One of the most significant changes in educational policy of the past two decades is the movement toward test-based accountability in the schools. From the beginning, this movement has elicited strongly held opinions about its design, impact, and desirability. We now have another addition to this packed field – from a distinguished panel of experts flying under the banner of the National Research Council. Unfortunately, it is unlikely to clear up the issues. Indeed it is more likely to leave the casual reader with just the wrong impression.
The fundamental problem with the report (Incentives and Test-based Accountability in Education) is dramatically evidenced in the first sentence of the first conclusion:
Test-based incentive programs, as designed and implemented in the programs that have been carefully studied, have not increased student achievement enough to bring the United States close to the levels of the highest achieving countries.
This statement invites a sound bite such as ‘we should move away from accountability, because it has not done much.’ Indeed, the first sentence of the National Academies own press release says “Despite being used for several decades, test-based incentives have not consistently generated positive effects on student achievement.”
When you parse the conclusion, you see that it refers to programs: (1) as designed; (2) as implemented; (3) that have been carefully studied; and – the topper – (4) that have not by themselves closed the achievement gaps with the highest performing countries. Digging into the report, one finds a nice research review suggesting that conditions (1)-(3) are based on a fairly thin evidentiary base but one that generally suggests positive impacts of accountability.
The biggest problem with the conclusion (and the report) lies in the casual “compared to what” measure that is adopted. Why would we discard an effective program just because it falls short of our hopes of producing the world’s best education? It is generally inappropriate to use words like “silly” in academic discussions, but . . .
Nowhere does the report indicate an alternative educational program that leads to as large an improvement in overall U.S. achievement as accountability. Nowhere does the report suggest any single program or package of reforms that would close the achievement gap with the highest performing countries. Nowhere does the report really make the case that alternative reform packages should not include an accountability component.
Let’s quickly put the report’s overall judgment into perspective. The report speaks quite dismissively of the estimates of achievement gains of 0.08 standard deviations. Ludger Woessmann and I have analyzed how achievement relates to national economic growth. If the future follows the patterns we have seen historically, the present value of achievement gains of this magnitude would be over $13 trillion. Given that our GDP is currently $15 trillion, I personally think such gains are worth considering.

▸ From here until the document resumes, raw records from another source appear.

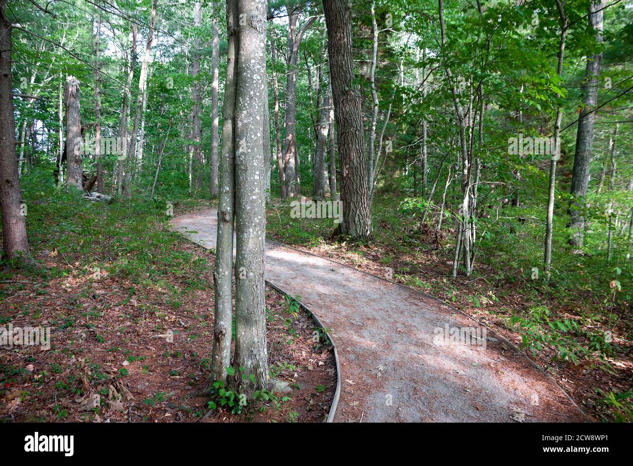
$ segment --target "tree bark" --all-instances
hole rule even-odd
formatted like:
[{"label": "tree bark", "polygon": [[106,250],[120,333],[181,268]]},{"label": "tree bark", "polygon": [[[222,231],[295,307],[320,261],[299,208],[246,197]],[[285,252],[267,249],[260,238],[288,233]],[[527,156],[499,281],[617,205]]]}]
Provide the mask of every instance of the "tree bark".
[{"label": "tree bark", "polygon": [[82,180],[81,119],[79,110],[79,81],[73,76],[66,78],[64,89],[66,106],[66,185],[74,186],[80,191]]},{"label": "tree bark", "polygon": [[[330,87],[332,94],[332,87]],[[334,103],[330,98],[330,108],[328,109],[328,120],[330,123],[330,197],[332,200],[339,200],[339,193],[336,188],[336,142],[334,138]]]},{"label": "tree bark", "polygon": [[[264,242],[266,0],[238,0],[239,58],[235,102],[235,346],[232,385],[268,386]],[[242,375],[245,376],[242,377]]]},{"label": "tree bark", "polygon": [[130,37],[132,39],[132,51],[130,53],[130,68],[128,70],[127,81],[125,82],[125,89],[123,93],[123,103],[121,105],[121,117],[120,120],[120,134],[123,153],[118,157],[118,174],[116,176],[116,191],[118,195],[123,195],[123,184],[125,176],[125,160],[128,158],[130,145],[128,142],[127,115],[130,112],[130,105],[132,100],[132,81],[134,77],[134,68],[136,67],[136,32],[135,24],[132,25],[132,32]]},{"label": "tree bark", "polygon": [[[98,4],[98,0],[97,0]],[[101,11],[97,16],[97,35],[95,38],[94,80],[94,157],[97,161],[97,191],[103,192],[103,177],[101,169]]]},{"label": "tree bark", "polygon": [[149,60],[149,52],[152,48],[152,41],[154,40],[154,24],[156,22],[156,3],[158,0],[152,2],[152,10],[149,16],[149,30],[147,32],[147,42],[145,46],[145,55],[143,56],[142,64],[141,66],[141,75],[139,76],[139,94],[136,100],[136,113],[134,116],[134,125],[132,127],[132,135],[130,139],[130,149],[128,151],[128,169],[125,173],[123,195],[129,197],[132,192],[132,174],[136,169],[136,138],[139,133],[139,126],[141,123],[141,114],[142,112],[143,101],[145,91],[147,84],[147,66]]},{"label": "tree bark", "polygon": [[[558,45],[558,64],[556,72],[558,77],[563,79],[563,60],[565,58],[565,42],[567,36],[567,16],[565,13],[565,3],[561,0],[556,0],[560,15],[561,30],[560,41]],[[556,98],[560,97],[556,94]],[[560,122],[563,118],[563,110],[560,107],[556,110],[556,122],[554,126],[554,145],[555,155],[551,157],[549,165],[549,186],[548,193],[548,213],[547,224],[545,230],[545,257],[544,269],[545,278],[549,280],[551,276],[551,255],[552,255],[552,234],[554,229],[554,197],[556,193],[556,166],[558,159],[560,157]]]},{"label": "tree bark", "polygon": [[363,148],[361,98],[353,84],[351,1],[328,0],[323,2],[323,10],[341,165],[343,216],[339,226],[343,235],[365,240],[372,233],[372,217]]},{"label": "tree bark", "polygon": [[237,2],[227,0],[227,77],[222,114],[222,151],[220,157],[218,235],[213,283],[215,320],[211,377],[226,382],[231,364],[233,315],[233,234],[235,218],[235,107],[238,58]]},{"label": "tree bark", "polygon": [[[602,43],[603,9],[605,2],[592,1],[589,7],[589,27],[596,32],[596,41]],[[583,200],[587,195],[589,184],[591,143],[593,141],[593,126],[595,113],[594,108],[598,103],[598,84],[602,69],[602,52],[594,53],[587,59],[585,79],[582,84],[584,98],[583,107],[579,115],[578,130],[576,133],[576,148],[573,156],[573,172],[572,176],[571,194],[573,200],[569,209],[571,238],[570,243],[576,248],[582,247],[585,229],[585,219],[581,209]]]},{"label": "tree bark", "polygon": [[275,70],[277,64],[276,50],[273,30],[273,28],[270,28],[270,58],[273,67],[273,92],[275,96],[275,153],[277,160],[277,171],[279,173],[281,198],[283,199],[285,197],[285,183],[284,181],[284,159],[281,152],[281,136],[279,132],[279,85],[277,82],[277,72]]},{"label": "tree bark", "polygon": [[327,152],[327,137],[330,129],[330,90],[323,93],[319,131],[316,138],[316,155],[315,156],[314,198],[322,199],[330,192],[327,178],[325,153]]},{"label": "tree bark", "polygon": [[[378,120],[378,93],[376,92],[376,61],[378,58],[378,24],[376,23],[376,2],[372,2],[372,32],[373,36],[373,48],[372,49],[372,66],[369,72],[369,82],[372,89],[372,101],[373,108],[372,112],[372,125],[370,129],[369,148],[367,154],[367,186],[368,193],[371,193],[373,186],[373,167],[375,158],[376,141],[376,122]],[[416,68],[417,69],[417,68]]]},{"label": "tree bark", "polygon": [[220,83],[220,35],[218,30],[218,13],[219,11],[220,4],[218,2],[213,2],[211,58],[211,69],[213,74],[211,91],[211,157],[209,159],[209,165],[211,169],[209,194],[211,199],[215,199],[218,197],[218,153],[220,146],[218,136],[220,122],[218,118],[218,90]]},{"label": "tree bark", "polygon": [[295,127],[296,126],[296,90],[297,90],[297,60],[299,56],[299,46],[301,43],[303,34],[316,20],[313,16],[308,19],[296,33],[297,17],[298,14],[291,11],[288,15],[288,50],[287,51],[287,81],[285,90],[285,140],[284,147],[285,173],[284,179],[286,184],[286,196],[294,197],[301,193],[299,183],[298,155],[297,154],[297,141]]},{"label": "tree bark", "polygon": [[196,37],[194,41],[194,51],[192,54],[193,60],[191,63],[191,77],[194,80],[194,87],[192,93],[192,100],[194,101],[193,109],[193,159],[192,162],[192,178],[193,179],[192,189],[197,191],[202,184],[202,95],[201,94],[201,83],[197,79],[200,72],[200,49],[201,47],[200,38],[200,26],[202,25],[202,2],[196,1],[194,9],[194,29]]},{"label": "tree bark", "polygon": [[28,240],[15,153],[11,25],[5,14],[5,0],[0,0],[0,213],[4,257],[11,259],[28,256]]}]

The second major shortcoming of the report follows from their nice review of incentive and testing issues. Most scholars would agree that it is insufficient simply to trot out the well-known list of potential problems with accountability and incentive schemes. Many have done this before. Moreover, others have taken the list and the available evidence as the basis for framing how the existing but imperfect accountability schemes could be modified in order to improve on the first generation of plans. Unfortunately, that was not the focus or interest of this panel. They make virtually no effort to provide their professional opinions about how the incentives of accountability systems could be strengthened or how the testing of achievement could be improved. It seems like Shakespeare all over: “I come to bury Caesar, not to praise him.”
The remarkable conclusion to be drawn from the evidence presented in the report is how much can be gained from a flawed accountability system – again, think trillions of dollars. Imagine what might be possible if we improved the system along the lines that many others have described (and that can be inferred from the analysis buried within this report).